His attempt at levity was obviously weak; she looked straight into his eyes, with the steady gaze of a simple, earnest nature shocked by a current quite strange to it. She did not understand him, and she did. Her fine intuition gathered swiftly together a hundred shreds of impression received from him during their recent growing intimacy. He was a patrician, as she vaguely made him out, a man of wealth, whose family was great. He belonged among people of gentle birth and high attainments. She magnified him so that he was diffused in her imagination, as difficult to comprehend as a mist in the morning air—and as beautiful.

"You make fun of me," she said, very deliberately, letting her eyes droop; then she looked up again suddenly and continued, with a certain naive expression of disappointment gathering in her face. "I have been too free with you. Father Beret told me not to forget my dignity when in your company. He told me you might misunderstand me. I don't care; I shall not fence with you again." She laughed, but there was no joyous freedom in the sound.

"Why, Alice—my dear Miss Roussillon, you do me a wrong; I beg a thousand pardons if I've hurt you," he cried, stepping nearer to her, "and I can never forgive myself.
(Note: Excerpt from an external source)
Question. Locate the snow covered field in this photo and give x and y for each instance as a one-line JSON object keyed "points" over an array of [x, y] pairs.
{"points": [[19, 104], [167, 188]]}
You have somehow misunderstood me, I know you have!"

On his part it was exaggerating a mere contact of mutual feelings into a dangerous collision. He was as much self-deceived as was she, and he made more noise about it.

"It is you who have misunderstood me," she replied, smiling brightly now, but with just a faint, pitiful touch of regret, or self-blame lingering in her voice. "Father Beret said you would. I did not believe him; but—"

"And you shall not believe him," said Beverley. "I have not misunderstood you. There has been nothing. You have treated me kindly and with beautiful friendliness. You have not done or said a thing that Father Beret or anybody else could criticise. And if I have said or done the least thing to trouble you I repudiate it—I did not mean it. Now you believe me, don't you, Miss Roussillon?"

He seemed to be falling into the habit of speaking to her in English. She understood it somewhat imperfectly, especially when in an earnest moment he rushed his words together as if they had been soldiers he was leading at the charge-step against an enemy. His manner convinced her, even though his diction fell short.

"Then we'll talk about something else," she said, laughing naturally now, and retreating to a chair by the hearthside. "I want you to tell me all about yourself and your family, your home and everything."

She seated herself with an air of conscious aplomb and motioned him to take a distant stool.

There was a great heap of dry logs in the fireplace, with pointed flames shooting out of its crevices and leaping into the gloomy, cave-like throat of the flue. Outside a wind passed heavily across the roof and bellowed in the chimney-top.